The Trump administration said the question is necessary to better enforce the Voting Rights Act. However, critics say many immigrants and Latinos would be too frightened to fill out the census forms, which could lead to a significant undercount in states with large immigrant populations like Texas and California.
“We just know enough at this point, and we’ve done enough census over the years, to know that adding that question will prevent many, many people from participating in the United States census,” said Mustafa Tameez, a Democratic strategist.
Nearly 11 percent of Texas residents are non-citizens, second to California, where 13 percent are non-citizens, according to 2017 data from the Kaiser Family Foundation. If many don’t answer out of fear, experts say Texas and California could lose a congressional seat, or two.

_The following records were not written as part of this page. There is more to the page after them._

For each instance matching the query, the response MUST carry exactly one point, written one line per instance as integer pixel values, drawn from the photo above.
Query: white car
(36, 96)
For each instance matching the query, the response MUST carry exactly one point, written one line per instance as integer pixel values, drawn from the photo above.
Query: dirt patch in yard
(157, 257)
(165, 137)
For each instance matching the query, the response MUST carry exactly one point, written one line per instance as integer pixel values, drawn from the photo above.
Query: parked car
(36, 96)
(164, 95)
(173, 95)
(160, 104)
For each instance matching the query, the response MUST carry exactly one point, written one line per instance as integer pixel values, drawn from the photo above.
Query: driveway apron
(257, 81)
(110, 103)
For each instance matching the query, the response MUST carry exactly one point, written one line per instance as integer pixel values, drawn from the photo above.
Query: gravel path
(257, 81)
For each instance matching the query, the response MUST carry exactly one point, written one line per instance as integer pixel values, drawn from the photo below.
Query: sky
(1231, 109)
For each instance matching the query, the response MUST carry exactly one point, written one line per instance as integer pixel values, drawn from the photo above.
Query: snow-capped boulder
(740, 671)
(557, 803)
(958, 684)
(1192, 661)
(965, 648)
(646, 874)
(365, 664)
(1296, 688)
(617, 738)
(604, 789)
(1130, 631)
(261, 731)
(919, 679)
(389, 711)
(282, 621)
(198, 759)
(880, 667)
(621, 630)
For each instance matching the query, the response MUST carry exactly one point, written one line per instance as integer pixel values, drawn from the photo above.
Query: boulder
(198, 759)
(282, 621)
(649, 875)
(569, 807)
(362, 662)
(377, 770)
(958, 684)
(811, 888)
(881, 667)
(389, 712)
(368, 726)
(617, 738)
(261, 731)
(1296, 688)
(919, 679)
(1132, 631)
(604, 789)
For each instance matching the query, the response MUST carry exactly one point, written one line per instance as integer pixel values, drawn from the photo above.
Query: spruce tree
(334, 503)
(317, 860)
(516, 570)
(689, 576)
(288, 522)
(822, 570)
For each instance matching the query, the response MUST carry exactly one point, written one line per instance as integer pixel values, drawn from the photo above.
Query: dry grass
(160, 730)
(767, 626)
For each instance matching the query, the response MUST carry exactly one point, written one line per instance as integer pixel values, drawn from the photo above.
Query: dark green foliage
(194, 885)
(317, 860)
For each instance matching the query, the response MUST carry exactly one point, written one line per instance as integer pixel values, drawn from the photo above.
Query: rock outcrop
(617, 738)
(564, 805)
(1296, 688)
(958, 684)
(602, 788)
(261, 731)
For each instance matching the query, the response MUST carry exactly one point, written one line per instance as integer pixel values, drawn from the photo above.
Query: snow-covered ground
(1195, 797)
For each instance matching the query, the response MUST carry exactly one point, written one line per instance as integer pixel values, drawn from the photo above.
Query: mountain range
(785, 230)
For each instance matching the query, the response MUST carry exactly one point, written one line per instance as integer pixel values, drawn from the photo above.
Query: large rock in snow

“California’s probably even more vulnerable than the state of Texas. And, the repercussions will be that for the large states with a lot of non-citizen population, they will have less representation overall,” said David Branham, a political science professor at the University of Houston-Downtown.
Branham predicts that with fewer congressional seats, district lines would have to be redrawn, leading to larger districts that would be less representative of the state. Tameez said the potential outcome would hurt the Lone Star State.
“If we’re not accurately counting the population for the second most populous state like Texas, that means Texas will have less of a voice in the United States Congress,” said Tameez.
Conversely, other states that have fewer non-citizens like Minnesota and Montana would gain more seats in Congress and thus more power in the federal government.
“They’ll have more House seats as a result, so in the policymaking process, their influence will be much larger,” said Branham.
Tameez argues that a lower population count would cause Texas to lose out on a significant amount of federal dollars.
"Texas would lose [up to] $1.2 billion in revenue. For every one person we don't count, we lose federal dollars, about $1500," said Tameez.
Republicans, however, disagree.
“[The citizenship question] is currently being asked. The difference is it’s currently being asked on the long-form question,” said James Dickey, state chairman of the Republican Party of Texas. Dickey is referring to the American Community Survey, which replaced the long-form version after 2000. The ACS is conducted every year but only goes out to a small percentage of the population.
“What we’re asking for is, should we return to asking a question that was asked for 100 years?” said Dickey.
He compared the Democrats’ concern over potentially losing congressional seats to “fear-mongering” and maintains that Texas is still on track to gain three congressional seats, even with the citizenship question on the census.
“The math just doesn’t work…Non-citizens would have to be two-thirds of the state, which is not true. Plus 100 percent of them would have to lie and underreport themselves…and, that’s also not a reasonable position,” said Dickey.
Last week, the Supreme Court heard arguments over the citizenship question and signaled possible support for the addition.
The high court is expected to make a decision at the end of next month, before the Census Bureau’s July 1st deadline to print out the forms.